Son las cuatro de la mañana y Eddie Redmayne sigue despierto. El actor no para de dar vueltas en la cama. En unas horas comenzará el rodaje de su nueva película, La teoría del todo, recién estrenada el pasado viernes en España. El reto en el que está a punto de embarcarse es mayúsculo, dar una nueva vida, un nuevo cuerpo, al cerebro más famoso de nuestra era: Stephen Hawking. Por eso, Redmayne necesita toda su energía. Ha pasado seis meses preparándose para este trabajo, física y mentalmente. Un desafío que le tiene en vela. ¿Estaría bien tomarse una melatonina? Demasiado tarde, piensa. Le dejará grogui el resto del día y no se puede permitir ese lujo. Dormir, algo tan sencillo y en estos momentos inalcanzable. Se agobia. Entiende cómo se pudieron sentir Michael Jackson o Heath Ledger antes de iniciar ese último sueño del que no despertaron. O lo que experimenta una mente como la de Hawking, atrapada desde hace más de 50 años en un cuerpo que no le responde, una inteligencia brillante dentro de una persona prácticamente inerte por culpa de la enfermedad motoneuronal (ELA) que le atenaza.

“Desde que conseguí el papel supe que Hawking sería el verdadero juez de mi trabajo. Solo puedo decir ahora que su generosidad fue en todo momento extraordinaria. Con su vida, con su ejemplo, me enseñó que el mundo está lleno de obstáculos y cómo superarlos”, comparte este pelirrojo sonriente. Han pasado muchos meses desde aquella noche de insomnio y se le ve fresco, descansado. Feliz. Es el aire normal de este intérprete nacido en Londres hace 32 años que perfectamente podría pasar por un adolescente. Es difícil conciliar su gesto despreocupado y afable, siempre dispuesto a darte un gran abrazo de oso con esa luminosidad propia del que no tiene una preocupación, con el manojo de nervios de antaño que describe ahora con todo detalle.

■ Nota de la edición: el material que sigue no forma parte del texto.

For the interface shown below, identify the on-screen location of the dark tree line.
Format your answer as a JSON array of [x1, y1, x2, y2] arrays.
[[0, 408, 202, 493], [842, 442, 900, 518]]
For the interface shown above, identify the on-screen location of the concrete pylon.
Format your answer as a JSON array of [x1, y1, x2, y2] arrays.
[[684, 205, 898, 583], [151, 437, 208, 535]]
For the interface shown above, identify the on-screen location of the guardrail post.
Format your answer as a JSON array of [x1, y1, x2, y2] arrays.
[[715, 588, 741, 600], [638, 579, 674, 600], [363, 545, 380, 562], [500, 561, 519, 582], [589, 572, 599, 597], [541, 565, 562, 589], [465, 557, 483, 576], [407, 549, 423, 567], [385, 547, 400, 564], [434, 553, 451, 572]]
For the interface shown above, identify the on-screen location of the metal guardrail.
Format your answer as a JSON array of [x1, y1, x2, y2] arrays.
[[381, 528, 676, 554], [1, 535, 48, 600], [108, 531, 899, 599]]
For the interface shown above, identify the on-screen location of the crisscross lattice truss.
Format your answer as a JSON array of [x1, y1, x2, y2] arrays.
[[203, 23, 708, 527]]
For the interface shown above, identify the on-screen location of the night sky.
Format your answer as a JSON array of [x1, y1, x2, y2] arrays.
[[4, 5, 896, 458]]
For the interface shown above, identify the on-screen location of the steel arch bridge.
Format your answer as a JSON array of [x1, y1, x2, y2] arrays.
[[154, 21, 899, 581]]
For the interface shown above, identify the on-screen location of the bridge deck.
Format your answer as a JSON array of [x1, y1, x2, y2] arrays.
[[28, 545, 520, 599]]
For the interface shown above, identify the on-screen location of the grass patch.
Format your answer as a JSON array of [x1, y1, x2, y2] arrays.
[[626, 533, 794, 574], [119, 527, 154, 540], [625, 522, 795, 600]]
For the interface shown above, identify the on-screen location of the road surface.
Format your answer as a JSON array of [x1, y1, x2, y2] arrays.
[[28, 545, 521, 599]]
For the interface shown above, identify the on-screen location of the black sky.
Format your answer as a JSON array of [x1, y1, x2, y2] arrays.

Han cambiado muchas cosas desde aquella noche. El filme a las órdenes de James Marsh está hecho. La adaptación al cine del libro Travelling to Infinity: My Life with Stephen en el que se basa la cinta –las memorias de Jane Hawking, la primera esposa del científico– es una realidad. Redmayne no solo puede dormir a gusto, sino que se puede dejar arrullar por los ecos que desde hace meses le otorgan una segura candidatura al Oscar por su trabajo e incluso hacen suya la estatuilla antes de tiempo. Pero el verdadero cambio se resume en dos palabras: bastante acertado. “Fue al encenderse las luces tras la proyección. La enfermera le secó una lágrima de la mejilla y Hawking compuso esas dos palabras: ‘Bastante acertado’. Solo entonces dejé escapar el suspiro que llevaba guardado todos estos meses”, describe soltando el mismo aire de alivio.

Tráiler de la película 'La teoría del todo'. / UNIVERSAL

Gracias a sus historias, reales o exageradas, Redmayne tiene mucho de cuentacuentos. Probablemente son fruto de la “diarrea verbal” que asegura padecer. No calla y cada uno de sus relatos es más entretenido que el anterior. Debería de estar cansado porque lleva meses hablando de sí mismo, de La teoría del todo, de su preparación para hacer de la mente –y el cuerpo– detrás de ese best seller que fue la Breve historia del tiempo en el que el astrofísico británico resumió sus conocimientos de cosmología y del mundo en general. Si está agotado, no se nota. La energía es la misma que esa primera vez que conoció al científico, cinco días antes de comenzar el rodaje.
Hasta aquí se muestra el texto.